55% say Bush's economic policies are helping? You people are delusional. To whit:
-an unnecessary war of aggression, prosecuted with 100% borrowed money;
-record deficits due to tax cuts for the wealthiest
-Unfunded programs mortgaging the future - Medicare drug giveaway, no child left untested, pork-barrel earmarks
-wholesale looting of the public treasure for and by private interests
-and spending cuts for all the programs which do good (forest service, national parks, renewable energy, EPA) and spending increases for authoritarian bads - prisons, persecutions, and surveillance.

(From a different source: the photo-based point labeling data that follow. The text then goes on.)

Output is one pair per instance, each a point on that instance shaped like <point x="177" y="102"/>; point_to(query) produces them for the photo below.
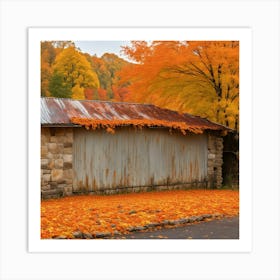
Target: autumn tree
<point x="76" y="71"/>
<point x="59" y="87"/>
<point x="48" y="54"/>
<point x="199" y="77"/>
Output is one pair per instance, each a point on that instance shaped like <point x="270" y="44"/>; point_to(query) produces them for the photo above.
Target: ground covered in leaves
<point x="96" y="216"/>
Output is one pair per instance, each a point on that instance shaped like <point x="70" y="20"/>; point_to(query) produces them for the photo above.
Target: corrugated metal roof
<point x="60" y="111"/>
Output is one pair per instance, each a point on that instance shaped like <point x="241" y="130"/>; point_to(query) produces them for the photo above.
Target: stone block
<point x="44" y="151"/>
<point x="53" y="139"/>
<point x="56" y="175"/>
<point x="67" y="144"/>
<point x="46" y="177"/>
<point x="68" y="150"/>
<point x="44" y="163"/>
<point x="49" y="155"/>
<point x="211" y="156"/>
<point x="67" y="158"/>
<point x="58" y="163"/>
<point x="68" y="174"/>
<point x="67" y="165"/>
<point x="52" y="147"/>
<point x="51" y="164"/>
<point x="60" y="148"/>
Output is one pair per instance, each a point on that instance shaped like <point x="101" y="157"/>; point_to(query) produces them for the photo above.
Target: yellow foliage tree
<point x="76" y="70"/>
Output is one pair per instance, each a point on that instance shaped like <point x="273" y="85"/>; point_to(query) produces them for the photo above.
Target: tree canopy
<point x="196" y="77"/>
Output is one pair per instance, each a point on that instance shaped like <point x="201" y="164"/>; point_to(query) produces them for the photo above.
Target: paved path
<point x="227" y="228"/>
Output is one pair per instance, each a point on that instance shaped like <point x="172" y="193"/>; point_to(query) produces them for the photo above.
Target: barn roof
<point x="69" y="112"/>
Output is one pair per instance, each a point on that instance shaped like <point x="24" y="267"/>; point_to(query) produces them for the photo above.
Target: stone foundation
<point x="215" y="161"/>
<point x="56" y="162"/>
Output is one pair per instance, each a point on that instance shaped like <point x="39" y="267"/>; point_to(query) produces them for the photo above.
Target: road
<point x="227" y="228"/>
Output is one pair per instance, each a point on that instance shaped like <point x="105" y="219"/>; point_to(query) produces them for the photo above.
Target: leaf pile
<point x="117" y="213"/>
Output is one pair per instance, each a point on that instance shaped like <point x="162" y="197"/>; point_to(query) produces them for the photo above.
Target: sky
<point x="98" y="48"/>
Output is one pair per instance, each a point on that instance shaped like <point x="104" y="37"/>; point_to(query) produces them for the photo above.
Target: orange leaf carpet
<point x="117" y="213"/>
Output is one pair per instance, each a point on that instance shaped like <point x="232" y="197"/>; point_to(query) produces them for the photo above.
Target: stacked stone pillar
<point x="56" y="162"/>
<point x="215" y="161"/>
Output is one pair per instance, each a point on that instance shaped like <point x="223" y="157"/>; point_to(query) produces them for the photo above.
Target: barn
<point x="101" y="147"/>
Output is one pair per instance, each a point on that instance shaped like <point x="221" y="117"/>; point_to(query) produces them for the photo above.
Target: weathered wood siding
<point x="132" y="158"/>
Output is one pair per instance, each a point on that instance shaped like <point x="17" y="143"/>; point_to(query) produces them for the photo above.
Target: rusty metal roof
<point x="60" y="111"/>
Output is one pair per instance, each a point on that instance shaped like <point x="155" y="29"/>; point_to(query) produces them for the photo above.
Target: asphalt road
<point x="227" y="228"/>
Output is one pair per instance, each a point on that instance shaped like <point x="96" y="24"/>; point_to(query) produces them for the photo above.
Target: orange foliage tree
<point x="198" y="77"/>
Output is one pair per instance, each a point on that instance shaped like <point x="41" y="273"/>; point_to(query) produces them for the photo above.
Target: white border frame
<point x="262" y="16"/>
<point x="243" y="35"/>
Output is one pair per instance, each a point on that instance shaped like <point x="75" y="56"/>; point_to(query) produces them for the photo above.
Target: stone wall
<point x="215" y="161"/>
<point x="56" y="162"/>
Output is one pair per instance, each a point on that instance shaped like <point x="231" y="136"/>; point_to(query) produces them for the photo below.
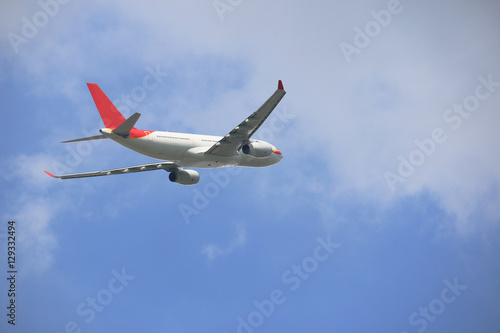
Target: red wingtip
<point x="50" y="174"/>
<point x="280" y="85"/>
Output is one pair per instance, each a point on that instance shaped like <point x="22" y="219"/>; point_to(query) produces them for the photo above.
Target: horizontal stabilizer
<point x="127" y="125"/>
<point x="96" y="137"/>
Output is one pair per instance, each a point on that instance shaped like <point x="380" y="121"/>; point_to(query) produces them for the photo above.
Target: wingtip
<point x="280" y="85"/>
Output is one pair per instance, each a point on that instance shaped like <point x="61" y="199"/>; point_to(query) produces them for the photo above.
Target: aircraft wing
<point x="230" y="143"/>
<point x="168" y="166"/>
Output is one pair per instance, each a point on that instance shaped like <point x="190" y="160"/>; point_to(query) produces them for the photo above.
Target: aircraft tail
<point x="110" y="115"/>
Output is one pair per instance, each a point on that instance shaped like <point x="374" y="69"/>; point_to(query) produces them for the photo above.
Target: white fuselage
<point x="188" y="150"/>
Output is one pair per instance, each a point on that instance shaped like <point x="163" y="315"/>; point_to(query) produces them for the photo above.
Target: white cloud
<point x="359" y="116"/>
<point x="213" y="251"/>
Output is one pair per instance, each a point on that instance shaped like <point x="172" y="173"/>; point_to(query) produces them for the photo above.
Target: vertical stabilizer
<point x="110" y="115"/>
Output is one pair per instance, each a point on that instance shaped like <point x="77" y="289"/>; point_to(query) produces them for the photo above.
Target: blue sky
<point x="382" y="217"/>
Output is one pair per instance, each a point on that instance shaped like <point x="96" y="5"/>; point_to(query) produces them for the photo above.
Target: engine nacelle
<point x="257" y="149"/>
<point x="184" y="177"/>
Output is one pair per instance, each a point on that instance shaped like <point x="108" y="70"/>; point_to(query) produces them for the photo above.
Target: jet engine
<point x="184" y="177"/>
<point x="257" y="149"/>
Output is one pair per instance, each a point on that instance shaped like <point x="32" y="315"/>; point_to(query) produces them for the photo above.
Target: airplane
<point x="178" y="151"/>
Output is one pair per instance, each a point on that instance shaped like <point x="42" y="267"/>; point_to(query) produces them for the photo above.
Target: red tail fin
<point x="110" y="115"/>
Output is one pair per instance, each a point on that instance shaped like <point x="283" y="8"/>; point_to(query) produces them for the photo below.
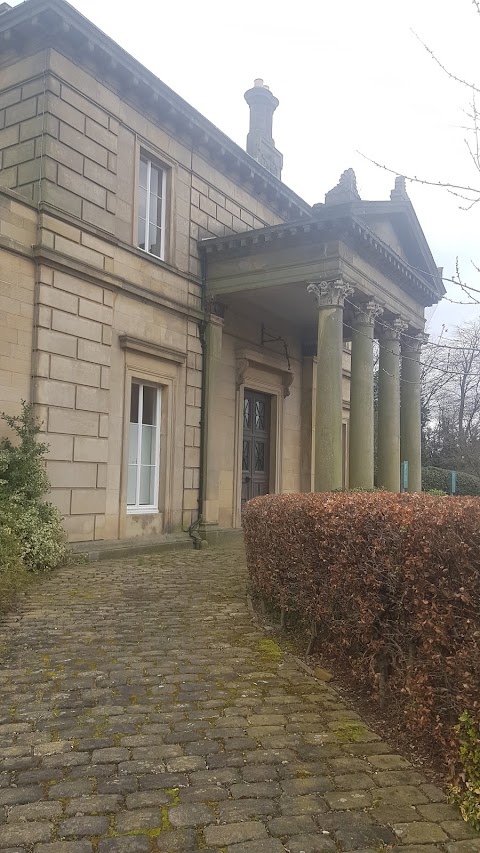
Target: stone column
<point x="211" y="459"/>
<point x="388" y="476"/>
<point x="411" y="410"/>
<point x="330" y="296"/>
<point x="361" y="455"/>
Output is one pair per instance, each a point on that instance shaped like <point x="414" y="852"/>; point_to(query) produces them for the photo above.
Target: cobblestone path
<point x="142" y="710"/>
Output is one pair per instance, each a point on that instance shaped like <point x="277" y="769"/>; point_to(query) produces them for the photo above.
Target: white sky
<point x="350" y="77"/>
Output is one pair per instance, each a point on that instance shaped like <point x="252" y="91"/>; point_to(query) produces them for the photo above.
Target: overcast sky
<point x="350" y="76"/>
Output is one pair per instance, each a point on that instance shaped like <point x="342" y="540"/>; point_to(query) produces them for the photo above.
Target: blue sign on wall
<point x="453" y="482"/>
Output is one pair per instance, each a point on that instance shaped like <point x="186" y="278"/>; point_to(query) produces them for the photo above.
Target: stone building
<point x="183" y="322"/>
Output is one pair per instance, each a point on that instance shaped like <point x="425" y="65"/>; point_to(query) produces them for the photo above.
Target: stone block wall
<point x="68" y="142"/>
<point x="71" y="388"/>
<point x="17" y="296"/>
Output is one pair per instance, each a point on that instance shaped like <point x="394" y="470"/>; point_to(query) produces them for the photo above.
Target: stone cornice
<point x="327" y="224"/>
<point x="39" y="24"/>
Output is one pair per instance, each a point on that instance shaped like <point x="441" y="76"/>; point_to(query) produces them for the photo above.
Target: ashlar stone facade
<point x="198" y="329"/>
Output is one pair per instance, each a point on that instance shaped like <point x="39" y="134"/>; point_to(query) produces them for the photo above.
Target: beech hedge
<point x="390" y="586"/>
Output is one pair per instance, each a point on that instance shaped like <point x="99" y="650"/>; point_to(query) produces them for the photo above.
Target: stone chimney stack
<point x="260" y="143"/>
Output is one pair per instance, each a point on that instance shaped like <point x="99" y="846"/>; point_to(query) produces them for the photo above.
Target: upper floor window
<point x="151" y="207"/>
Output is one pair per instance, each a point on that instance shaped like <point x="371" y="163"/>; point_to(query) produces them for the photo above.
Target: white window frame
<point x="151" y="161"/>
<point x="138" y="509"/>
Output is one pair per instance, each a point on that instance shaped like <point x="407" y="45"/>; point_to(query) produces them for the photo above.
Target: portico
<point x="337" y="284"/>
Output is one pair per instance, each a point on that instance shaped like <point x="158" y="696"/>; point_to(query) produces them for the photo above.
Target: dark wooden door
<point x="255" y="446"/>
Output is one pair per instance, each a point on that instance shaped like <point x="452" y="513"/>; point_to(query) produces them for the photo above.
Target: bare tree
<point x="451" y="400"/>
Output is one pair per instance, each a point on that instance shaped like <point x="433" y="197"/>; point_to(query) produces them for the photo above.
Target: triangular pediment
<point x="396" y="224"/>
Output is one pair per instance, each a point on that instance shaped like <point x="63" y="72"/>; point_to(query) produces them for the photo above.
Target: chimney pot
<point x="260" y="143"/>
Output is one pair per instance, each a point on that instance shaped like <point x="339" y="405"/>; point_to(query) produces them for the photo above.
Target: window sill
<point x="150" y="255"/>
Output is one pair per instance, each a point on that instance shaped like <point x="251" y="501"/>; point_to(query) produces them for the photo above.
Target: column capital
<point x="330" y="293"/>
<point x="414" y="343"/>
<point x="394" y="331"/>
<point x="366" y="314"/>
<point x="215" y="310"/>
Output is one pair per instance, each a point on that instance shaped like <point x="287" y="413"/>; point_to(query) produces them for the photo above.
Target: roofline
<point x="400" y="269"/>
<point x="150" y="93"/>
<point x="404" y="206"/>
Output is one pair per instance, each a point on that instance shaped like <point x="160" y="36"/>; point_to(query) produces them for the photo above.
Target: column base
<point x="208" y="530"/>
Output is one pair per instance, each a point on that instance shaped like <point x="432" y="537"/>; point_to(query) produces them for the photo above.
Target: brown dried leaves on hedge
<point x="392" y="583"/>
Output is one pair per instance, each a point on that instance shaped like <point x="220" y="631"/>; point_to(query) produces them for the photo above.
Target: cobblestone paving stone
<point x="142" y="709"/>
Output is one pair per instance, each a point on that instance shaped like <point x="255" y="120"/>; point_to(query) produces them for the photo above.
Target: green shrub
<point x="438" y="479"/>
<point x="466" y="793"/>
<point x="31" y="533"/>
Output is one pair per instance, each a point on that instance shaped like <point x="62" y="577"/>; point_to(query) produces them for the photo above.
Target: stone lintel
<point x="151" y="348"/>
<point x="247" y="358"/>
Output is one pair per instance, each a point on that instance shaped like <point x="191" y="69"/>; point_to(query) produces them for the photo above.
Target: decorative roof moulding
<point x="38" y="24"/>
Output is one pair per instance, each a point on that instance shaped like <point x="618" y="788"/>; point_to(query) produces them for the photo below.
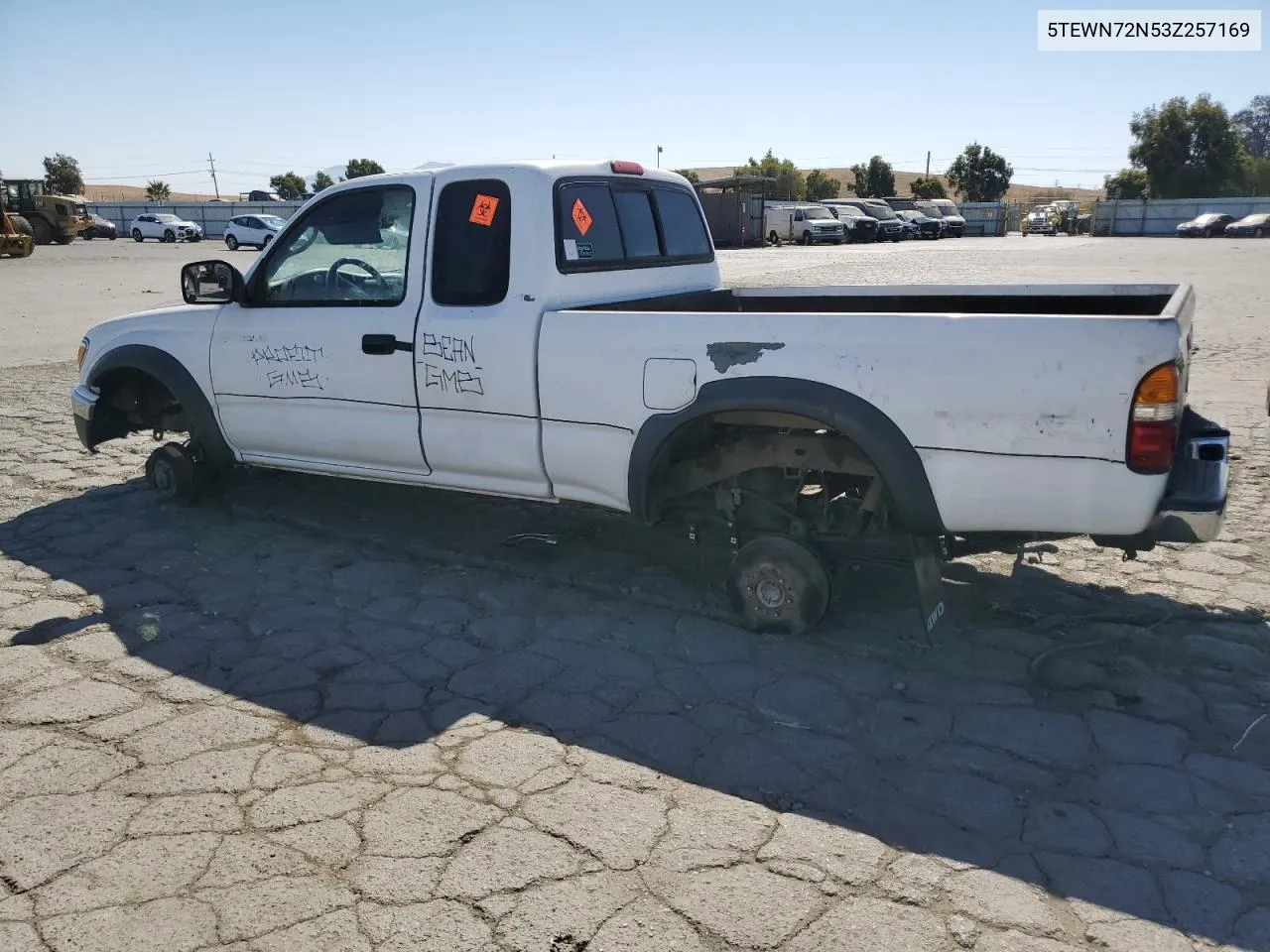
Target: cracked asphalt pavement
<point x="326" y="715"/>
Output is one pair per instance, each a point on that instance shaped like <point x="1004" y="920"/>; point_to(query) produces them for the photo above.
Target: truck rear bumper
<point x="1194" y="504"/>
<point x="1193" y="508"/>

And this blog is fake, the discussion "moderation" amounts to censorship.

(Why do I bother - the "moderator" won't post this anyway).

On Novelty as Necessity

There is wisdom in turning as often as possible from the familiar to the unfamiliar: it keeps the mind nimble, it kills prejudice, and it fosters humor.
-George Santayana, philosopher (1863-1952)

On Novelty as Necessity

There is wisdom in turning as often as possible from the familiar to the unfamiliar: it keeps the mind nimble, it kills prejudice, and it fosters humor.
-George Santayana, philosopher (1863-1952)

Wednesday, January 10, 2007

To A Deluded Bush War Supporter

Glad to see some sensible people posting in response to your ignorant dumbass "thoughts". I often wonder who it is who comprises the hard core 25-30% who would still say GW Bush was a great Pres as he was eating their children, and it is you. What a complete fool. The sad thing is that you actually appear to have attracted greater fools who agree with you. I have a suggestion - why don't the whole sorry gang of you go over to Iraq and hang out and admire Bush's handiwork? I'm sure they'll welcome you with open arms and garlands of flowers in a completely democratic way. Soon there will be a McDonald's in every Iraqi town, and every Friday night, the Sadr City Bulldogs will play the Fallujah Fighting Tigers to the roars of their football-loving fans.

What? Oh - you're scared to go? It's dangerous? Complete lawless deadly chaos? But we've been there over 3 years - and the "Mission" was accomplished when W strutted onto the CArrier "Photo-op". No - it can't be so!

Thursday, January 04, 2007

Why Politicians lie......

He who dares not offend cannot be honest.

-Thomas Paine, philosopher and writer (1737-1809)

Tuesday, January 02, 2007

On Evil

Evil is like a shadow - it has no real substance of its own, it is simply a lack of light. You cannot cause a shadow to disappear by trying to fight it, stamp on it, by railing against it, or any other form of emotional or physical resistance. In order to cause a shadow to disappear, you must shine light on it.